Selon le sociologue Paul Ariès, leur témoignage est crédible, moyennant une analyse rigoureuse du témoignage tenant compte qu'ils ont peut-être été drogués. Le témoignage étant donc à prendre avec précautions. Pour maître Monique Smadja-Epstein, l'avocat du père des enfants, c'est leur imagination qui est en cause. Le 30 novembre 1998, la juge d'instruction ordonne un non-lieu dans l'affaire. La mère fera recours contre cette décision, avec l'appui du député vaudois Georges Glatz et de son association (Comité international pour la dignité de l'enfant, CIDE) basée à Lausanne, qui permettra d'établir des liens entre cette affaire et celle de « Sylvie » (prénom fictif attribué dans l'émission), une Alsacienne, pour l'affaire dont la mère a porté plainte en août 1997 en mettant en cause son mari, le grand-père et la grand-mère de l'enfant, qui auraient conduit Sylvie à Paris pour des soirées du même genre que celles de Pierre et Marie, qui se révèleront être exactement les mêmes soirées. Ainsi, Pierre et Marie reconnaitront sur photos les abuseurs de Sylvie qui reconnaitra sur photo les abuseurs de Pierre et Marie, dans les locaux du CIDE.

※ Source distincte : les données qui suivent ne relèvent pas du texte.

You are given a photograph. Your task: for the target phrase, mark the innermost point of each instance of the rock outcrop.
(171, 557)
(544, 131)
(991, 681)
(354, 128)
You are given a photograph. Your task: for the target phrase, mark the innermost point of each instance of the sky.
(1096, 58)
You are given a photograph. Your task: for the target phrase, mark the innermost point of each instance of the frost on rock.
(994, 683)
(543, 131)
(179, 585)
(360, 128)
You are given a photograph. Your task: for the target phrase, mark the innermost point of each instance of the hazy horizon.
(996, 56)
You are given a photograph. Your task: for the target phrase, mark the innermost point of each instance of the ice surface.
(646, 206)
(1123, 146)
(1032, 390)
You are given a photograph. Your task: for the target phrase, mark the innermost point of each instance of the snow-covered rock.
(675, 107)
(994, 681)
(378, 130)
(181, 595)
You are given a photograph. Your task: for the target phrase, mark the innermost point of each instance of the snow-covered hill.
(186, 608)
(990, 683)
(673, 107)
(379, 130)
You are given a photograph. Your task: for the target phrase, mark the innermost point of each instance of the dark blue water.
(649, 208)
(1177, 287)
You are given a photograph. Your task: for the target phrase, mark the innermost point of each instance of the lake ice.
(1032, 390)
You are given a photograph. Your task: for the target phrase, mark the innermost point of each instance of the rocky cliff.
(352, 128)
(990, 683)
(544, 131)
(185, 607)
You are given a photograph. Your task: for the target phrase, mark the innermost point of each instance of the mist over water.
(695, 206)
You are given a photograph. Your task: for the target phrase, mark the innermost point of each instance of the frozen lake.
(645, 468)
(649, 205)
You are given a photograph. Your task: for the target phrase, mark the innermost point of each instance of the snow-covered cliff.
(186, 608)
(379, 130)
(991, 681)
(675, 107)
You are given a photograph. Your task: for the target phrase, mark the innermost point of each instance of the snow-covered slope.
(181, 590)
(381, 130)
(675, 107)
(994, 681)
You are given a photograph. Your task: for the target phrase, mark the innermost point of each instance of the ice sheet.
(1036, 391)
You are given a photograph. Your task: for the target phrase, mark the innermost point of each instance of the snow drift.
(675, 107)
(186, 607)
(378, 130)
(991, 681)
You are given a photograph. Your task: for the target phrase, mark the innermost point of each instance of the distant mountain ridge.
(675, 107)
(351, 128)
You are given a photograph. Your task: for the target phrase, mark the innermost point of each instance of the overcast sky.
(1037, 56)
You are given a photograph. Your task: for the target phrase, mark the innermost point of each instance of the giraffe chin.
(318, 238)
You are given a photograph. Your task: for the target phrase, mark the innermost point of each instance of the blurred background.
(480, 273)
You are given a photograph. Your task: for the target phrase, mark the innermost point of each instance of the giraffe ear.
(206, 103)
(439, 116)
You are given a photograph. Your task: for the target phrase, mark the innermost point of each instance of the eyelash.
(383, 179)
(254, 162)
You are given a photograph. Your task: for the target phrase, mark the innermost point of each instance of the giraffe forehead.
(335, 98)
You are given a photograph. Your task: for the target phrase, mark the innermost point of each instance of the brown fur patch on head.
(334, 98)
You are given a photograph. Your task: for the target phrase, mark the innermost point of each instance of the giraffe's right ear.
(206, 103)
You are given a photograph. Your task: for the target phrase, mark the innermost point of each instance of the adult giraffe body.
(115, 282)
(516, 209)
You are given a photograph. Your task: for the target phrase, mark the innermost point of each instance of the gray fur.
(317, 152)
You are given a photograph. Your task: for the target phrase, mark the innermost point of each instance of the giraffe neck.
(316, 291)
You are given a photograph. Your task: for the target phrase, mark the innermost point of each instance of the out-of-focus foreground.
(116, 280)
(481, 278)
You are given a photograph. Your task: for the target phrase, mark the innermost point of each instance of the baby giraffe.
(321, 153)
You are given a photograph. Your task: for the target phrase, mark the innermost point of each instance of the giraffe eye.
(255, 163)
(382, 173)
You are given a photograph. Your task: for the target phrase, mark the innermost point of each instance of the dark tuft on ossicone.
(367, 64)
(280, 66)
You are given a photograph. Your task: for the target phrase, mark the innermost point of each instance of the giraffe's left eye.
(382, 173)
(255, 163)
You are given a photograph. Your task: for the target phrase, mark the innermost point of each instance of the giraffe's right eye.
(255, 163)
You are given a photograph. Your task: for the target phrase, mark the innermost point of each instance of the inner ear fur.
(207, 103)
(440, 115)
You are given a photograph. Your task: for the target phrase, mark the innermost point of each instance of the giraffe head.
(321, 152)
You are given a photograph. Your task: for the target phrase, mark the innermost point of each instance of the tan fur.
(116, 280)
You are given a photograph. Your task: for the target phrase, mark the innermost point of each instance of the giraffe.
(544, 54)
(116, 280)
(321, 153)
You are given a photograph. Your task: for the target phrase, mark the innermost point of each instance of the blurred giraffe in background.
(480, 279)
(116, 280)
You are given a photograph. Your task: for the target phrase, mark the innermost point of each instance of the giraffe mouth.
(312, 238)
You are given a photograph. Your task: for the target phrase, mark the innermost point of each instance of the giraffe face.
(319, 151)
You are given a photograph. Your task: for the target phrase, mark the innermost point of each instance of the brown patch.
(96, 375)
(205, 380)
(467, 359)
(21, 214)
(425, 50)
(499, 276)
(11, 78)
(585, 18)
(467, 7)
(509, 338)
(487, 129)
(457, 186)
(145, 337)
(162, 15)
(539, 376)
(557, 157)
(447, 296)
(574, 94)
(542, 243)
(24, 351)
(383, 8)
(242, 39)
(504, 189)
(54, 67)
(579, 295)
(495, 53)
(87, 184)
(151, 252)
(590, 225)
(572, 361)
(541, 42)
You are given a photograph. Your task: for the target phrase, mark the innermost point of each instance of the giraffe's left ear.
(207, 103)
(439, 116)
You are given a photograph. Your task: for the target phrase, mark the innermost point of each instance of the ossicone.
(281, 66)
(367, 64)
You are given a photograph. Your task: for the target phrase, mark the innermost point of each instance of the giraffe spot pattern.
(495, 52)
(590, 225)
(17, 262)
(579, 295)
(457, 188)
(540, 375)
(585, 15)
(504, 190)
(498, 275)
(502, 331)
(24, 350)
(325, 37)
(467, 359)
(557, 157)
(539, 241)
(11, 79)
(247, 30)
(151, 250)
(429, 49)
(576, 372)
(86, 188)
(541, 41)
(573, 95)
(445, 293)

Le CIDE écrira alors au procureur du tribunal de grande instance de Paris pour lui signifier un élément nouveau dans le dossier, justifiant un recours contre le non-lieu précédemment décidé. Sylvie désignera dans son témoignage l'assassinat d'une enfant, une certaine Marguerite. Sylvie a désormais une peur panique de tout ce qui ressemble à un homme qu'elle ne connait pas. Dans un enregistrement sur répondeur fait par un ami du père sur son téléphone, cet ami évoque la préparation de « weekends diaboliques ». Après avoir désigné un juge d'instruction pour s'occuper de l'affaire, la justice confiera la garde au père. Selon Marc Montagnon, procureur adjoint au tribunal de grande instance de Strasbourg, le dossier a donné lieu à un va-et-vient inhabituellement long entre les parquets de Paris et Strasbourg pour instruire l'affaire. La mère de Sylvie s'enfuit alors avec ses enfants à l'étranger. La mère de Pierre et Marie, malgré l'aide du CIDE, verra son recours débouté le 6 mai 1999, la mise en examen de son mari levée et la garde des enfants rétablie pour lui. Elle partira alors s'établir à l'étranger.

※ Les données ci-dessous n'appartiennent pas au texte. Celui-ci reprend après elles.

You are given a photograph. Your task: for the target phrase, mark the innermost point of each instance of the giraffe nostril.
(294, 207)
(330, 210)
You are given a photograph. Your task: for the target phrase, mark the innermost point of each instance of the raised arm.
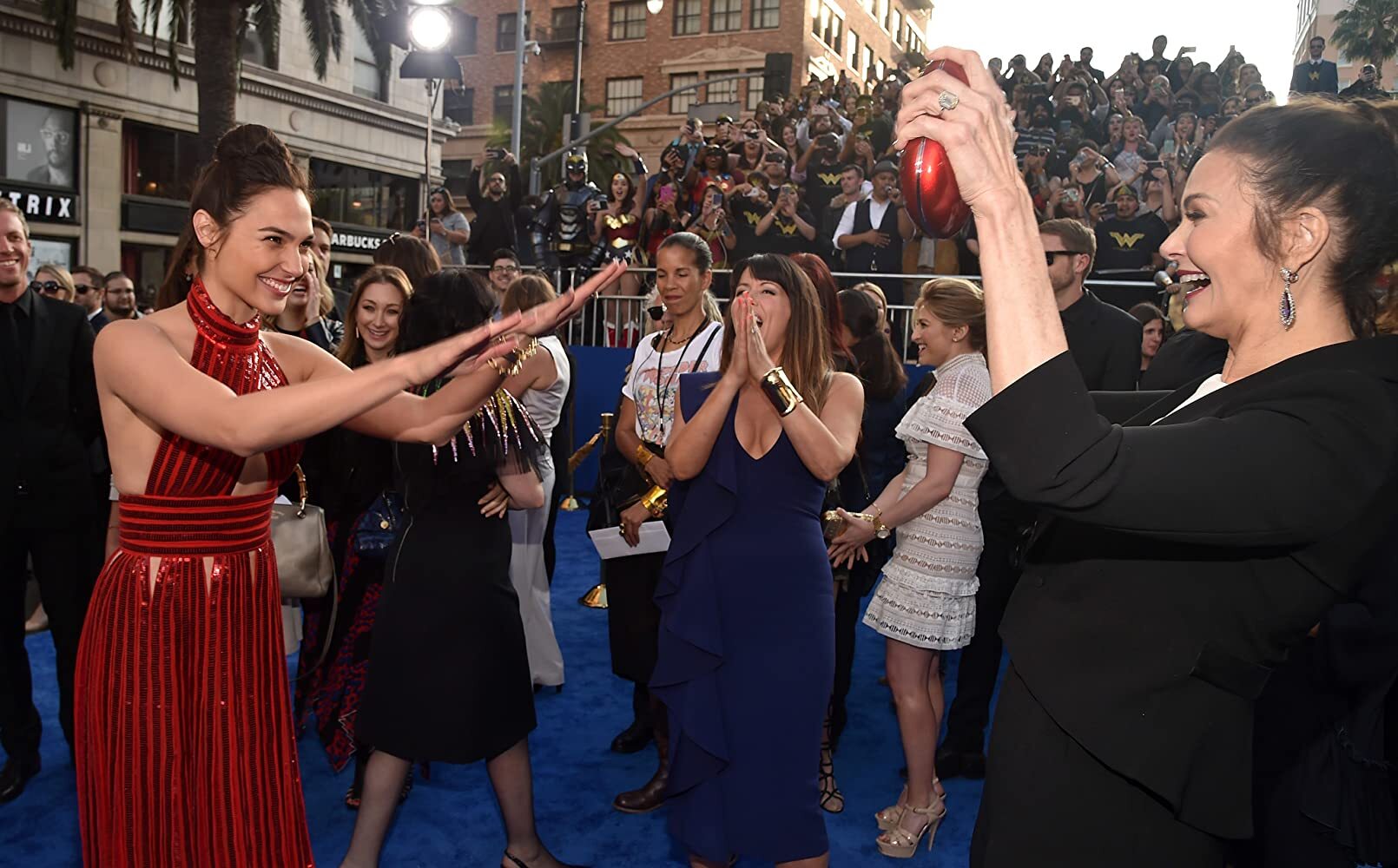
(1024, 329)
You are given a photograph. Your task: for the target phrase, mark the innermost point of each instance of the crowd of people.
(1194, 574)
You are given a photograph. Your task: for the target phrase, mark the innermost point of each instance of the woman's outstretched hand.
(979, 133)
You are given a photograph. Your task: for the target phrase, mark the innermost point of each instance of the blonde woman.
(926, 602)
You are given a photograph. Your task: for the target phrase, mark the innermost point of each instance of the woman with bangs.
(747, 639)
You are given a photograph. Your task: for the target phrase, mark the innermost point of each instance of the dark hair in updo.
(249, 160)
(1351, 172)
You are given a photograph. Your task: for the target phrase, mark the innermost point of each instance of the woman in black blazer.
(1183, 552)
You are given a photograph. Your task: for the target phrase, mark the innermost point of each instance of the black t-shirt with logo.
(822, 183)
(1129, 243)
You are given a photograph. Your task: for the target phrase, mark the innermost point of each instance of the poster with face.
(41, 143)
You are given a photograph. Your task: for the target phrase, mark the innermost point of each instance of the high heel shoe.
(520, 863)
(832, 801)
(900, 845)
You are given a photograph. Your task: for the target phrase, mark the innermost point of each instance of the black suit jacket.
(1179, 561)
(1326, 78)
(49, 425)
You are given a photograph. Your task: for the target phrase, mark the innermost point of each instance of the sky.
(1263, 31)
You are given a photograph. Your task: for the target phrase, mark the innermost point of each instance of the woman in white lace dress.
(926, 602)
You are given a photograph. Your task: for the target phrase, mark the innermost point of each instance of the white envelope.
(611, 544)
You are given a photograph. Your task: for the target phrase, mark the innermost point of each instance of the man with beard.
(1317, 75)
(49, 421)
(119, 297)
(1040, 128)
(1130, 240)
(495, 204)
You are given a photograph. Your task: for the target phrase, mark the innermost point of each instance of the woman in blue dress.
(747, 632)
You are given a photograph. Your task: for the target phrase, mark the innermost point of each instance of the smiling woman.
(1179, 590)
(204, 414)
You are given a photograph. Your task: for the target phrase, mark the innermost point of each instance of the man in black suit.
(49, 418)
(89, 283)
(1316, 76)
(1105, 343)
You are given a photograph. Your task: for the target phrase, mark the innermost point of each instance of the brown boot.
(653, 792)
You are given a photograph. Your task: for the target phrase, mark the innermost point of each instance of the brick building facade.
(630, 56)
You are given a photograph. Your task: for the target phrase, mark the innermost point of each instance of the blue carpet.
(453, 821)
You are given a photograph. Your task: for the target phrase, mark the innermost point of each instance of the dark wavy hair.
(1351, 174)
(877, 362)
(828, 291)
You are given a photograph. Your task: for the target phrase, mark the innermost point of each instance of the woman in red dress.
(185, 744)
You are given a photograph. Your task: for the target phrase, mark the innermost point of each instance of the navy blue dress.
(747, 650)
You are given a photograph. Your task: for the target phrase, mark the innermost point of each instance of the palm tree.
(1368, 31)
(541, 132)
(217, 30)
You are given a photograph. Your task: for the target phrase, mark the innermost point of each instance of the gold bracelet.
(781, 391)
(655, 501)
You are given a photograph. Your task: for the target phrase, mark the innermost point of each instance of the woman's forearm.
(1022, 325)
(692, 441)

Le débat[modifier | modifier le code]

En fin d'émission, un débat modéré par Élise Lucet s'ensuivit. Parmi les invités : la députée socialiste et ancienne ministre de la Jeunesse et des Sports Frédérique Bredin, la thérapeute familiale Martine Nisse, le commissaire de la sureté Jean-Yves Leguennec, Martine Bouillon, Georges Glatz, député au Grand Conseil du canton de Vaud et délégué du CIDE[2]. Ce dernier évoque l'affaire de Zandvoort. Il explique une partie du fonctionnement de l'économie lucrative de ces réseaux pédophiles, évoquant des snuff movies sur DVD d'enfants violés et tués vendus 20 000 francs suisses sous le manteau, sans apporter aucune preuve, ses propos ont motivé une réaction de la justice française[3].

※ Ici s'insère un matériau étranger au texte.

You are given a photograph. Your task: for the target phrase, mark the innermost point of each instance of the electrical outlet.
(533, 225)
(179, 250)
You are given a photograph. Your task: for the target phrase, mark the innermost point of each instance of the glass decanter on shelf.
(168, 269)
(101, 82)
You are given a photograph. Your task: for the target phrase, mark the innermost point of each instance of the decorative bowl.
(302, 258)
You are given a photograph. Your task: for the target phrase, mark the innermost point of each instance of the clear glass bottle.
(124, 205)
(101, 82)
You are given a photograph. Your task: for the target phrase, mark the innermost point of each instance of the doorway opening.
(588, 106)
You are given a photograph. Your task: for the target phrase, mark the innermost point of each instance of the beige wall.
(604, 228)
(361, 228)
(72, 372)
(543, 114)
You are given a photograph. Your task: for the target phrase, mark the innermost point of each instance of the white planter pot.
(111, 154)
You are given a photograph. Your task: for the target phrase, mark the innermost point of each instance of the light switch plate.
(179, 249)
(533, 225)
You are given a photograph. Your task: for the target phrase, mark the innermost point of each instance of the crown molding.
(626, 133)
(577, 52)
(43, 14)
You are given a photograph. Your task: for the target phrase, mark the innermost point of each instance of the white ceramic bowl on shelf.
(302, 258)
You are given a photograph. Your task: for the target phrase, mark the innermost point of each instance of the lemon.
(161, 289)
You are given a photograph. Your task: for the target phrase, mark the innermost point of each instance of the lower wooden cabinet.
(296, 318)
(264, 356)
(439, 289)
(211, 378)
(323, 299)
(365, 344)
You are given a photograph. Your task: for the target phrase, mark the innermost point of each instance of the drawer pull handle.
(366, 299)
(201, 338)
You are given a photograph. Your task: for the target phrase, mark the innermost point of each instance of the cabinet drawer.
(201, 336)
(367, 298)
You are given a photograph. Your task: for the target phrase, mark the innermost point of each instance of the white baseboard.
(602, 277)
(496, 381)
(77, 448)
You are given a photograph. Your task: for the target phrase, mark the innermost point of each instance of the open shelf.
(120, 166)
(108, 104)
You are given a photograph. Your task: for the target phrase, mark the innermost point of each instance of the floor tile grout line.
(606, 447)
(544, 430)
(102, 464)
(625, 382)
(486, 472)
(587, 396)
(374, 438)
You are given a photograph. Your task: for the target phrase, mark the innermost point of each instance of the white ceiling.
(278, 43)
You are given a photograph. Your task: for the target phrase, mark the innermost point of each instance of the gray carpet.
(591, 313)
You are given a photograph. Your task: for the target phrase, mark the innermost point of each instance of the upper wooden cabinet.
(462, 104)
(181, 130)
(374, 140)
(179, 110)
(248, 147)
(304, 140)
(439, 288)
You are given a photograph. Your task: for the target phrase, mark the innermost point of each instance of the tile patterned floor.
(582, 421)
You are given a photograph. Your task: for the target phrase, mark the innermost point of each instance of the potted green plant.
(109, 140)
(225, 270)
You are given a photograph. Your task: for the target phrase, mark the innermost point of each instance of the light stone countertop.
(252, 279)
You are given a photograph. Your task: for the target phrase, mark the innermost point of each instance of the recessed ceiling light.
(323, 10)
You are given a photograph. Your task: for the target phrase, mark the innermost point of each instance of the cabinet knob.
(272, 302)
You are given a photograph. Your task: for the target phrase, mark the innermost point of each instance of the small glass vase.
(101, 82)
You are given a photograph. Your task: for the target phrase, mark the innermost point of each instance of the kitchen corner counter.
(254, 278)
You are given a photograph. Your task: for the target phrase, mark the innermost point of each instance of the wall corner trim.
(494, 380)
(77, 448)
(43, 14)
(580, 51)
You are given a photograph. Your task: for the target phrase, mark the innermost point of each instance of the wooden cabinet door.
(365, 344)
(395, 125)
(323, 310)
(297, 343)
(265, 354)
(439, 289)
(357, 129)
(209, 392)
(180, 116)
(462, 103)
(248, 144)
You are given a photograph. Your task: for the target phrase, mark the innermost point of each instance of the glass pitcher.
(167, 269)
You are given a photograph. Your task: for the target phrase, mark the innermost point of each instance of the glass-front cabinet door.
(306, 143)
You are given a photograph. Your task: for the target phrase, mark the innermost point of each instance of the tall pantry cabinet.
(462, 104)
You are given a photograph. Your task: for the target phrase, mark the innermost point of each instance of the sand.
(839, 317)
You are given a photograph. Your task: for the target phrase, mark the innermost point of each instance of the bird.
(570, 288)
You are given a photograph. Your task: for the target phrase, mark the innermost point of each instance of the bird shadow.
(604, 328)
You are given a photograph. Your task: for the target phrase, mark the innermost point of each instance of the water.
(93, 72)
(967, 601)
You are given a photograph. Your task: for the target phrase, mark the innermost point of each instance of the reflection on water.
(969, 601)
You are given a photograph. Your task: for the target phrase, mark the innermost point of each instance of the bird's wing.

Suites[modifier | modifier le code]

Martine Bouillon, substitut du procureur de Bobigny et administratrice de l'association La Voix de l'enfant, auteur de Viol d'anges chez Calmann-Lévy en 1997, affirma au cours de l'émission « avoir eu connaissance, en région parisienne, de charniers d'enfants », affaire pour laquelle une instruction était censée être en cours. Ce qui fut infirmé par les autorités judiciaires[4] en la personne de Madame la ministre de la Justice, Élisabeth Guigou, qui a démenti l'existence d'une enquête judiciaire en cours sur la découverte d'un charnier d'enfants en Seine-et-Marne. Tous les parquets de la région Île-de-France ont formellement démenti cette information[5].

Le Conseil supérieur de l'audiovisuel a apporté ses réserves sur l'émission quant à la citation des écoutes téléphoniques qui, sorties de leur contexte, pouvaient voir leur sens modifié ainsi que pour les propos de la magistrate Martine Bouillon[6].

Une partie de l'émission Arrêt sur images du 21 mai 2000 fut consacrée à analyser l'émission de FR3.